Автобус тронулся с места. Студенты одобрительно загудели.
– По-е-ехали, дорогая редакция! – закричал Соснихин. – Юрок, песню-ю-ю запе-е-вай!
Миша потянулся через проход и стукнул по плечу Стаса. Тот пихнул Юру. Галицкий махнул по причёске Стальнова, едва задев приподнятый чуб. Стальнов дал Доброву щелбан. Стас ответил щелбаном, поставив его Соснихину. Охи и вскрики театрально сопровождали эту эстафету приветствия.
– Клоуны, – сощурилась Кашина.

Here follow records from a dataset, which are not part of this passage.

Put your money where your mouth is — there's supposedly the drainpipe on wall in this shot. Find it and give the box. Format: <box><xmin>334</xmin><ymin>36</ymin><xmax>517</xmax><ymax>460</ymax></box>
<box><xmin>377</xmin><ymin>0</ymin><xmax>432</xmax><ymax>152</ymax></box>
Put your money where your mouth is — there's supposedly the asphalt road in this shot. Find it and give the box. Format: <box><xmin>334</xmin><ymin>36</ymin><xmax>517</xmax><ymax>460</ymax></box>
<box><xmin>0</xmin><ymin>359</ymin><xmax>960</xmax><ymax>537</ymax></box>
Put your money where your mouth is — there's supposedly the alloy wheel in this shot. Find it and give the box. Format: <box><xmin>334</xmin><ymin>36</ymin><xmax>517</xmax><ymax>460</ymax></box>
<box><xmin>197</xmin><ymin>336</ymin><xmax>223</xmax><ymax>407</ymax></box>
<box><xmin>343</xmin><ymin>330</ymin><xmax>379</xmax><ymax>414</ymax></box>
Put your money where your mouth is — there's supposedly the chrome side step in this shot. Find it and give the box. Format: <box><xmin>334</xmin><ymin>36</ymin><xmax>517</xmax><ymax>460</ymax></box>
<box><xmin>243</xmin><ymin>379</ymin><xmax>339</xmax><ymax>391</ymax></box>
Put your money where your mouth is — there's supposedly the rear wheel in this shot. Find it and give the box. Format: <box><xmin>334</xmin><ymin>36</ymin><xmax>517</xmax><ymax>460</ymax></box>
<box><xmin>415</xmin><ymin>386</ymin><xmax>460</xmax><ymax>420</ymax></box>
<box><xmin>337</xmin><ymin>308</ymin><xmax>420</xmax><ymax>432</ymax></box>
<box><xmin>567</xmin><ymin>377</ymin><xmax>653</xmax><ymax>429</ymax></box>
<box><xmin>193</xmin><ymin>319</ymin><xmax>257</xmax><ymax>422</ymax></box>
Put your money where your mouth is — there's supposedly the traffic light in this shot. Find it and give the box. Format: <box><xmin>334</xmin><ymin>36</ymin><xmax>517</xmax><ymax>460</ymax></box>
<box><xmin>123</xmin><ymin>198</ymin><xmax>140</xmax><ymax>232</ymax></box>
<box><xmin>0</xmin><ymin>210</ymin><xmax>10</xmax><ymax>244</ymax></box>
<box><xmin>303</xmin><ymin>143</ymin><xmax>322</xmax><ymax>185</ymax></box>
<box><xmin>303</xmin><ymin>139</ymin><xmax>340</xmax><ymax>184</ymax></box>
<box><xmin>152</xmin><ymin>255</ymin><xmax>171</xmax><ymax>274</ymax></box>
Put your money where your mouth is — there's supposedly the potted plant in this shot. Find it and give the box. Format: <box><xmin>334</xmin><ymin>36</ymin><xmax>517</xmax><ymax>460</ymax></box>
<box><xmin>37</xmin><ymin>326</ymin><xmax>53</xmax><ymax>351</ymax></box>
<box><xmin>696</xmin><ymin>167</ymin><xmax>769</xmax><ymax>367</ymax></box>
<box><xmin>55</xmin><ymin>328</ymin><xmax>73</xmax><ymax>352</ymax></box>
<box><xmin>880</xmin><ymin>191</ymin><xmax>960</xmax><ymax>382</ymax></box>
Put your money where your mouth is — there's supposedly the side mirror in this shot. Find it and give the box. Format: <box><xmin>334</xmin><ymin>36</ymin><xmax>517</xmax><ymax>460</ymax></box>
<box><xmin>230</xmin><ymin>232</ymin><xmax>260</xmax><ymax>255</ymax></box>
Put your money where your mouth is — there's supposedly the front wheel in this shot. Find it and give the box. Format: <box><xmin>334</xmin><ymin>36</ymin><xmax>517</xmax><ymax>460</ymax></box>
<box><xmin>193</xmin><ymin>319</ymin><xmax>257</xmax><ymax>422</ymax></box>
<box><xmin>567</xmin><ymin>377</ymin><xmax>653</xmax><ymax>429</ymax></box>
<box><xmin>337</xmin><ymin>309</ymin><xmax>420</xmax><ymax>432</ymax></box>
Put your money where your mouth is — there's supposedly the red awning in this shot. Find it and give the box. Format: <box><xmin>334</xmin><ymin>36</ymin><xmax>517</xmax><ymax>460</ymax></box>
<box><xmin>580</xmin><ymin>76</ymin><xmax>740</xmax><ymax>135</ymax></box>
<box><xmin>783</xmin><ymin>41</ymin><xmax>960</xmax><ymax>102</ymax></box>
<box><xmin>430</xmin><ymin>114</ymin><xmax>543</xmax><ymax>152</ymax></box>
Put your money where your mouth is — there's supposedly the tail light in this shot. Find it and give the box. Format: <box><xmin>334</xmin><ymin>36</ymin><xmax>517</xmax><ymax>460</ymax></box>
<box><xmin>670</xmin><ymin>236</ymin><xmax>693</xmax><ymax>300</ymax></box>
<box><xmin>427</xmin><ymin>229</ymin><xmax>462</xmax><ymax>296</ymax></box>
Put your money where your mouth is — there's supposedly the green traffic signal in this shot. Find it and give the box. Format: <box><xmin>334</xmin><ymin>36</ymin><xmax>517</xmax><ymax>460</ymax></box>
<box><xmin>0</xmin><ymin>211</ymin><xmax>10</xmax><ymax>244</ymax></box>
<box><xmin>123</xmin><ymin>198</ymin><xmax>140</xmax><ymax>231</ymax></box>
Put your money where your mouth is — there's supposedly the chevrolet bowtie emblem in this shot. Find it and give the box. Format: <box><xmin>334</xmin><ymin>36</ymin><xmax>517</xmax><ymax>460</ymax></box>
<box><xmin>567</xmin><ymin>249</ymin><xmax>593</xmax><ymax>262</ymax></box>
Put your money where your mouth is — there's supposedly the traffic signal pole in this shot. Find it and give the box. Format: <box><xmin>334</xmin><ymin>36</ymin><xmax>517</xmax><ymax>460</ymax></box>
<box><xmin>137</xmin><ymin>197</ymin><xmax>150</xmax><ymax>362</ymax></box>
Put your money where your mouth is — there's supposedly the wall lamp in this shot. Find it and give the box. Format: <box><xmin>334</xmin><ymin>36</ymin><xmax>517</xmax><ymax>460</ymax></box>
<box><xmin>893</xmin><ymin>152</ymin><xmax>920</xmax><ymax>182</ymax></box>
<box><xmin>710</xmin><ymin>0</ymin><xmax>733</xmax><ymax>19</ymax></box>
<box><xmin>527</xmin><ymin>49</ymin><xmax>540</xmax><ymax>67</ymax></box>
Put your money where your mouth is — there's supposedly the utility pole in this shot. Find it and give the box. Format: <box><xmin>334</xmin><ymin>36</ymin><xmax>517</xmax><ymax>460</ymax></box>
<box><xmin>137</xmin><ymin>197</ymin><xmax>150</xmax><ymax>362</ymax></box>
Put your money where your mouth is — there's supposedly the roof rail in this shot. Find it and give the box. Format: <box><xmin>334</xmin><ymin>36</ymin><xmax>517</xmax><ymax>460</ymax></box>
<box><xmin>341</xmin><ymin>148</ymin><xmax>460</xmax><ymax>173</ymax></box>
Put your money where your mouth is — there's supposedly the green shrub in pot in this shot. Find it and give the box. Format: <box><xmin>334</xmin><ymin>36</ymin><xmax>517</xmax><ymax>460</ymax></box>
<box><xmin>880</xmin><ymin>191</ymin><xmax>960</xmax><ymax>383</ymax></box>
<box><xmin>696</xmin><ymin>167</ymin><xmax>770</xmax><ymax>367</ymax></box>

Володя скорчил Ире рожу, а Стас послал воздушный поцелуй. Юра расчехлил гитару и прикоснулся к струнам, глядя на них с лёгкой грустью: четверостишие, пришедшее ему в голову в июле, сложилось за месяц отдыха дома в красивую песню. «Вот только с премьерой теперь придётся подождать», – решил Галицкий, глядя на Николину, одиноко сидящую на лавке у выхода с территории.
7
Кранчевский сидел на закрытой веранде за домом и читал написанное за день. В глубокой чашке на столе стоял давно заваренный чай, накрытый блюдцем. Проводив утром ребят, он позвонил в Москву невесте Маше и потом, ожидая её, коротал день, переписывая главу диссертации. Особого рвения заниматься научными поисками по теме о влиянии научных разработок на развитие скоростно-силовых качеств у спортсменов высокого класса у него не было. Тёплый воздух уходящего дня и краски заката тоже никак не способствовали рабочему настрою.